Вообще, за год в Кавказской армии произошло немало перемен. Из газет он знал, что граф Воронцов-Дашков – при нем исполнявший обязанности наместника Кавказа и главнокомандующего армией – в августе был отправлен на почетный отдых и что убеленный сединами старик принял отставку с огромной благодарностью. Знал также, что его место занял великий князь Николай Николаевич, смещенный своим племянником императором Николаем с поста Верховного главнокомандующего, и что государь самолично возглавил русскую армию. Но вот что его действительно удивило в пояснении дежурного офицера, так это то, что наряду с главнокомандующим Кавказской армией, коим теперь являлся великий князь Николай Николаевич, была введена должность командующего все той же армией. И что назначен на нее истинный герой Сарыкамыша – уже генерал от инфантерии – Николай Николаевич Юденич, оставивший прежний пост начальника штаба Кавказской армии в пользу своего генерал-квартирмейстера генерал-майора Болховитинова. Последний, однако, по каким-то неясным причинам оставался в Тифлисе, при новом наместнике Кавказа, а реальным управляющим делами генерал-квартирмейстера полевого штаба Юденича был поставлен полковник Драценко, в бытность ротмистра Листка – подполковник, начальник разведывательного отделения армии, некогда его непосредственный начальник.

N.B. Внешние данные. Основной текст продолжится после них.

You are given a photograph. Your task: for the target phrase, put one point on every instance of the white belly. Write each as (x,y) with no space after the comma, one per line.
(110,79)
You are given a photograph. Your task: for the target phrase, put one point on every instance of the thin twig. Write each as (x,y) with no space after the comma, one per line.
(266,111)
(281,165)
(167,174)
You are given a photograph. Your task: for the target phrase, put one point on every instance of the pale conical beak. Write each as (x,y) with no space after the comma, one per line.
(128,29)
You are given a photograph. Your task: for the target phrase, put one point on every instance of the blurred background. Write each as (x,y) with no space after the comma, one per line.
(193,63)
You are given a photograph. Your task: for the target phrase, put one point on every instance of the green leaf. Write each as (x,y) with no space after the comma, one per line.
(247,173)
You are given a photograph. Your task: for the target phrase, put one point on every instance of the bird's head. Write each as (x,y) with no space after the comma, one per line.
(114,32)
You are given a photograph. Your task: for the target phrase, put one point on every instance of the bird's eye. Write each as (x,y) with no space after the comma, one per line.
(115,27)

Это последнее обстоятельство сначала немало огорчило ротмистра. Именно Драценко был свидетелем его, ротмистра Листка, ранения при раскрытии готовящегося теракта на его императорское величество в Сарыкамыше, и потому именно с ним ротмистр Листок и намеревался встретиться по своему делу.

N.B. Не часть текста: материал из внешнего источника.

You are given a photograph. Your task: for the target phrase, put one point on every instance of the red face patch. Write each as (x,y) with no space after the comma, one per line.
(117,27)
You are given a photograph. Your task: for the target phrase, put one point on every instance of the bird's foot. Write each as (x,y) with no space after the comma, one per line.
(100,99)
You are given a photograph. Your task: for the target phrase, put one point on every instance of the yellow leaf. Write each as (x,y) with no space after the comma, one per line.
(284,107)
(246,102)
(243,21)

Однако на удивление и генерал Болховитинов принял его весьма приветливо. Выйдя из-за стола – высокий, подтянутый, с лощеным, круглым, как луна лицом, – он прошел навстречу, протянул руку и, смешно причмокнув мясистыми губами, улыбнулся, растягивая генеральские усы в ровную линию.

– Как же, как же, помню героя, Алексей Николаевич! Никак встали в строй, спаситель Отечества?

– Благодарю, ваше превосходительство! – несколько смутившись от неожиданно теплого рукопожатия, произнес Листок. – К сожалению, выписан по третьей категории – «годен для нестроевой и административной». Признаться, Леонид Митрофанович… хотел бы остаться в строю. Затем и прибыл, чтобы просить!

Болховитинов, не дав договорить, жестом показал на кресла, стоящие подле стола:

– Присаживайтесь, Алексей Николаевич, в ногах правды нет!

Они сели. Закинув ногу на ногу и некоторое время помолчав, генерал попросил:

– Расскажите для начала о себе… Как жили после нашей последней встречи?

Листок сначала кивнул, затем пожал плечами:

– Особенно рассказывать нечего, ваше превосходительство. Семь месяцев в тифлисском госпитале, где имел честь получить из ваших рук Святого Георгия, затем три месяца на Кавказских водах подлатывался, да вот дали месяц побывки по ранению. Но прежде хотел встретиться с Драценко, поговорить о своей дальнейшей судьбе. Оказалось, в Тифлисе его нет, так что спасибо, что приняли…

Болховитинов отчего-то нахмурился:

– Драценко нынче в Карсе, Алексей Николаевич, в полевом штабе нового командующего генерала Юденича. Считайте, занял мою прежнюю должность, хотя по-прежнему числится начальником разведывательного отделения. Так что сейчас у него горячая пора – планируется брать Эрзерум!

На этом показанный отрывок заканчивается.